Respondent's claim in this respect rests upon the references in the Act and in the lease to the payment of 'just compensation' for the construction of the hotel, appurtenances and equipment. 'Just compensation,' it is said, is to be given the same meaning here as in the case of a taking under the power of eminent domain, thereby entitling respondent to the full value of the properties down to the date of payment. From this viewpoint, the Court of Claims could use interest at the rate of 4% as the measure of the value of the use of the hotel properties from the time when the Government took possession on March 10, 1943, to the time of payment and include such interest as a component part of just compensation. The conclusion is reached that the term 'just compensation,' as used in the Act and in the lease, constitutes an express provision for interest so that the bar of § 177(a) is removed. We cannot agree.
The fact that 'just compensation' includes interest in the eminent domain setting does not necessarily mean that the term must be given the same scope in other situations. United States v. Goltra, supra. It may or it may not imply an obligation to pay interest. For example, interest conceivably may not be contemplated where the term refers to compensatory damages for a tort or a breach of contract, or where it has reference to the price to be paid for the exchange or sale of property at a future date. Hence, in the absence of constitutional connotations, 'just compensation' is not a term of art so far as interest is concerned. The inclusion or exclusion of interest depends upon other contractual provisions, the intention of the parties and the circumstances surrounding the use of the term.

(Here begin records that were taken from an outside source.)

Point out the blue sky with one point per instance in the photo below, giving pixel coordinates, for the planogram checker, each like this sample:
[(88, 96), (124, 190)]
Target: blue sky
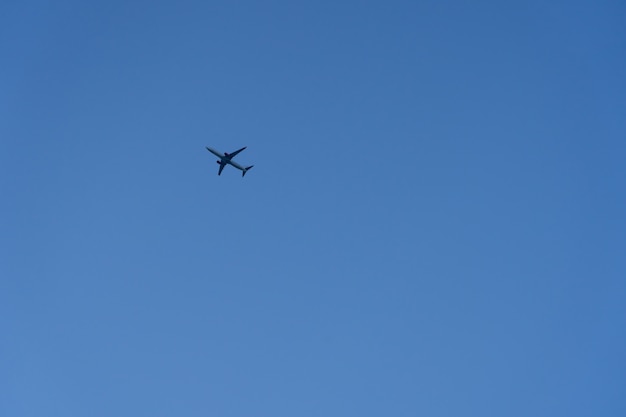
[(434, 224)]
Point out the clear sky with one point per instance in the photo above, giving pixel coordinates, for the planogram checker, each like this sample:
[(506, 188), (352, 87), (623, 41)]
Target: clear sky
[(435, 223)]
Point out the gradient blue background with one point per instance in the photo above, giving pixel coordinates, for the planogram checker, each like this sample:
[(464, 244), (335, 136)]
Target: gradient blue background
[(435, 223)]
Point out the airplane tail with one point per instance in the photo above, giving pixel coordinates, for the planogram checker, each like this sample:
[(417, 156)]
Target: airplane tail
[(243, 173)]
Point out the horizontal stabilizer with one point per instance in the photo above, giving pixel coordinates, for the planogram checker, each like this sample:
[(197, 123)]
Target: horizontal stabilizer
[(243, 174)]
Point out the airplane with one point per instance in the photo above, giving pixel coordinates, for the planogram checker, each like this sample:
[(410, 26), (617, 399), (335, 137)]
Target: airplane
[(226, 159)]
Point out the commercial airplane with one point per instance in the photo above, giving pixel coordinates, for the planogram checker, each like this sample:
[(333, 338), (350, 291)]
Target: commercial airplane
[(226, 159)]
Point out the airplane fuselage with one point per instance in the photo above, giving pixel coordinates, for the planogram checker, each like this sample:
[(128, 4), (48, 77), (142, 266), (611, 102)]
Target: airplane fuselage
[(226, 159)]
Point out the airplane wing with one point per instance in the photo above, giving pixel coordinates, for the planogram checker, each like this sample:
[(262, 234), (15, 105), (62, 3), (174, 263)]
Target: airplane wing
[(232, 155)]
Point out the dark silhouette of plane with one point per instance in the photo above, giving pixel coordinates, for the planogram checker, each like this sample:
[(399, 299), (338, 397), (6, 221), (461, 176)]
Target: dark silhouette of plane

But in order to override the historical rule codified in § 177(a), something more is necessary than an equivocal use of the term 'just compensation.' It is not enough that the term might be construed to include the payment of interest. As § 177(a) itself indicates, there must be a provision in the contract 'expressly stipulating for the payment of interest.' That provision must be affirmative, clear-cut, unambiguous; and an unexpressed intention by the parties that the term 'just compensation' be construed to include interest is insufficient. Likewise, where a statute is relied upon to overcome the force of § 177(a), the intention of Congress to permit the rec very of interest must be expressly and specifically set forth in the statute. Tillson v. United States, supra, 100 U.S. at page 46, 25 L.Ed. 543; United States ex rel. Angarica de la Rua v. Bayard, 127 U.S. 251, 260, 8 S.Ct. 1156, 1160, 1161, 32 L.Ed. 159. Mere use of the term 'just compensation,' without more, is no substitute for an express provision for interest.
Here neither the Act of March 30, 1920, nor the lease under which respondent operated contains an express provision for the payment of interest, either in addition to or as a part of the 'just compensation' to be paid to respondent. If the United States had desired to provide by statute or to contract in the lease for the payment of interest, it would have been easy to have said so in express terms.3 Because it did not say so, we are led irresistibly to the conclusion that it did not intend to negative the effect of § 177(a) in this instance. Tillson v. United States, supra.
We therefore reverse the judgment of the Court of Claims to the extent that it includes an allowance for interest.